I would consider making sure you're using the most efficient API calls. Instead of making one call for each student for each assignment, make one call for the entire assignment with all of the students. It will take longer to process each call and have a higher cost, but it will reduce the number of connections and save time overall.

A question is why you think that a grade sync has to be accomplished so quickly? I would think those would normally be background processes that you run from a server in the middle of the night, not something that has to happen in quickly while people are using the system. But I don't do grade sync, either, and if this is a button that faculty push and you want the grade sync to happen immediately, then it might be necessary. Even then, when I'm doing a CSV import for the gradebook, where I upload all of the grades and let Canvas process in the background, it's not immediate -- even when I have just a few grades. Maybe the grade sync should trigger a process that runs on a server and handles it as a background process rather than doing it as they wait.

Another possibility to consider is using multiple users / access tokens to distribute the load and thus be able to increase the amount of data sent through without hitting the limit for each one. That may not work as well as imagined, though. If you are pounding the server on one user, then the load on the server goes up and it slows down things for other people, which means that the limit costs for the additional users sending the information would be higher and you wouldn't be able to get as much done.

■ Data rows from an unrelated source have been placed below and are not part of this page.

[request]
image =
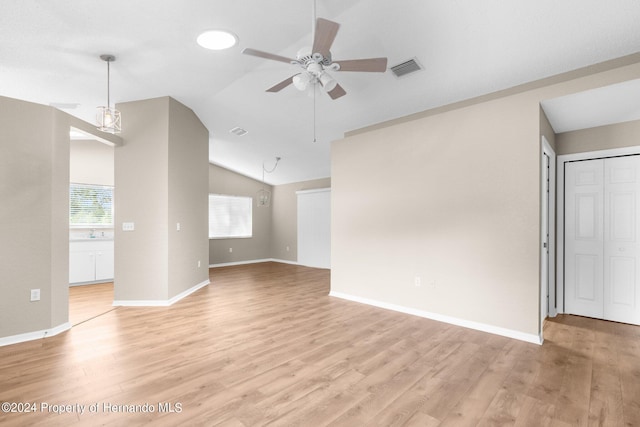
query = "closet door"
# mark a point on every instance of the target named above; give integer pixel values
(602, 256)
(584, 238)
(621, 237)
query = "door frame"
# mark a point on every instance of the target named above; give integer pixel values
(548, 285)
(561, 160)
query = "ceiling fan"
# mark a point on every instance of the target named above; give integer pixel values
(315, 62)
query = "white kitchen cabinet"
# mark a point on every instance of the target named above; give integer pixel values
(90, 261)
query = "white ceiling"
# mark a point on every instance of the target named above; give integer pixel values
(49, 53)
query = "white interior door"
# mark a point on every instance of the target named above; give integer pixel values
(584, 238)
(621, 290)
(601, 238)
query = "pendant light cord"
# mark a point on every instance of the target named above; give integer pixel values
(313, 29)
(108, 83)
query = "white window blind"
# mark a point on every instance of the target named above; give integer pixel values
(90, 205)
(230, 216)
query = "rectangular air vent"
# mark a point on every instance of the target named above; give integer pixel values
(238, 131)
(407, 67)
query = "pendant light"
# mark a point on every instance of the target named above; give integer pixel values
(108, 119)
(263, 198)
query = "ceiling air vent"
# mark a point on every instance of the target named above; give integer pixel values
(238, 131)
(406, 67)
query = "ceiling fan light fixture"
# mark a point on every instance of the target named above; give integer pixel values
(328, 82)
(301, 81)
(217, 40)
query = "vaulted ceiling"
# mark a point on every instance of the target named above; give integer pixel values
(49, 53)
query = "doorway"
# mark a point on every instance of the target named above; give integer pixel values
(600, 255)
(547, 233)
(601, 238)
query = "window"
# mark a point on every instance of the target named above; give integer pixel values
(90, 205)
(230, 216)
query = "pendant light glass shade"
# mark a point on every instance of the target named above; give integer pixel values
(108, 119)
(263, 198)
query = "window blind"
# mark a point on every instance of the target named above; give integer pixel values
(230, 216)
(90, 205)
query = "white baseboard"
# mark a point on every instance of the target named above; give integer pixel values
(253, 261)
(36, 335)
(160, 303)
(496, 330)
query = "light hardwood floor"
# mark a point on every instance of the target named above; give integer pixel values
(265, 345)
(89, 301)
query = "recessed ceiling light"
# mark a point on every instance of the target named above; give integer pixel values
(217, 39)
(238, 131)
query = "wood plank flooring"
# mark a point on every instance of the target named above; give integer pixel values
(89, 301)
(265, 345)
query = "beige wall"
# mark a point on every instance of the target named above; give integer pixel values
(91, 163)
(274, 227)
(224, 181)
(600, 138)
(188, 199)
(284, 225)
(453, 196)
(34, 222)
(547, 130)
(163, 156)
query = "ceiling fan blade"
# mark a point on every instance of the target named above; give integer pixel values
(281, 85)
(372, 65)
(337, 92)
(325, 35)
(266, 55)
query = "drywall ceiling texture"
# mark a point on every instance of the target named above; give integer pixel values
(50, 54)
(453, 198)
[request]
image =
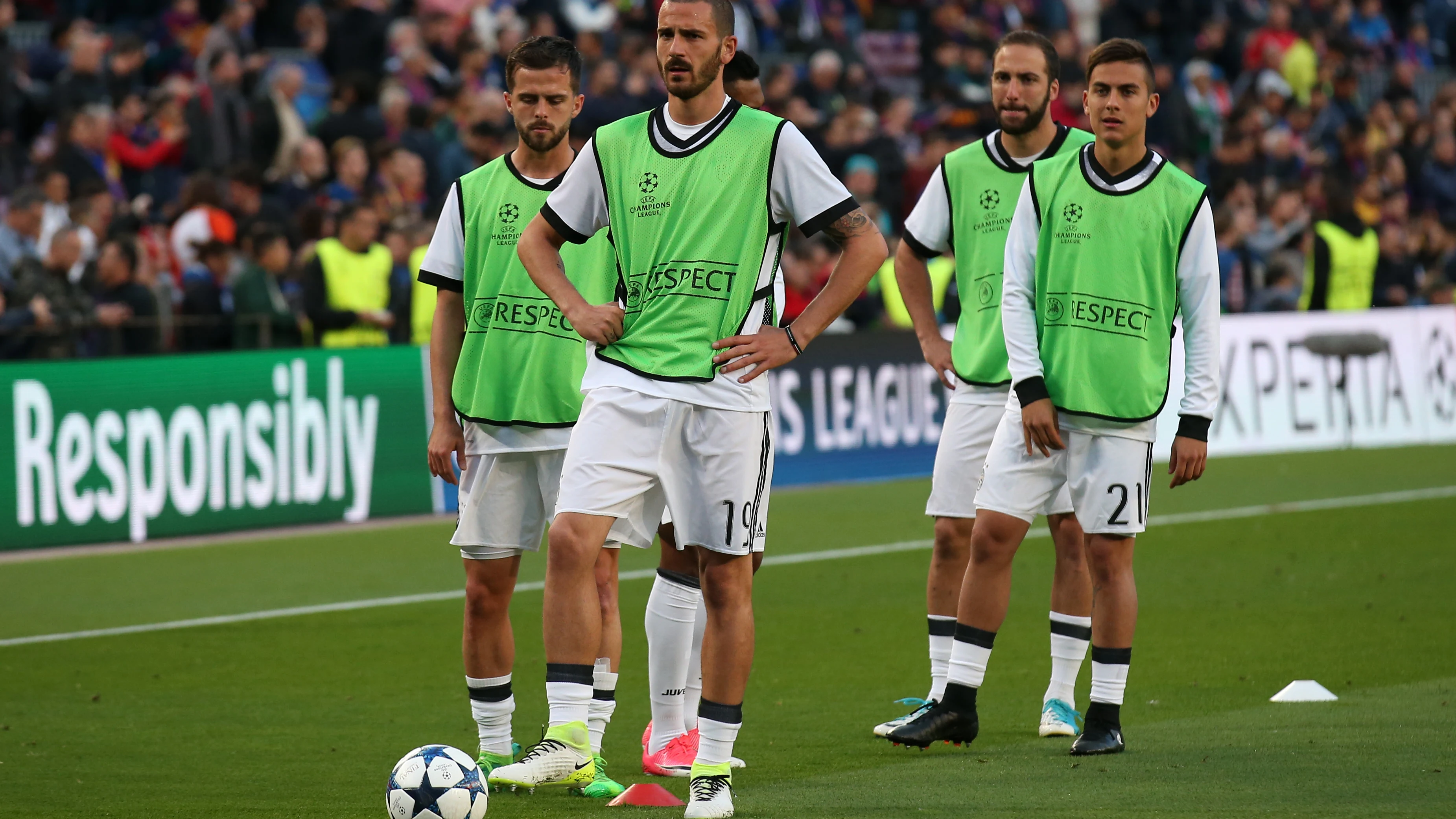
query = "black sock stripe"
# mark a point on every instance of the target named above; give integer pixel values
(941, 627)
(1069, 630)
(491, 693)
(689, 581)
(1113, 656)
(570, 672)
(720, 713)
(975, 636)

View solution in original post

26-05-ins-111
Community Participant

James Jones‌ Thank you very much for the detailed explanation and those were very useful for us to determine our next steps.

As an LTI launcher and grade synchronizer from Tool Providers to Tool Consumers, our system should have a generic throttling mechanism for all LMSs (i.e. D2L, Moodle, Canvas, etc.). So the best option would be to coordinate with Canvas to accommodate our request.

I hope that you were referring to this API for submitting grades as a bulk to reduce the number of API calls. We will consider this approach in our future implementations.

James
Community Champion

That is the API call I was talking about.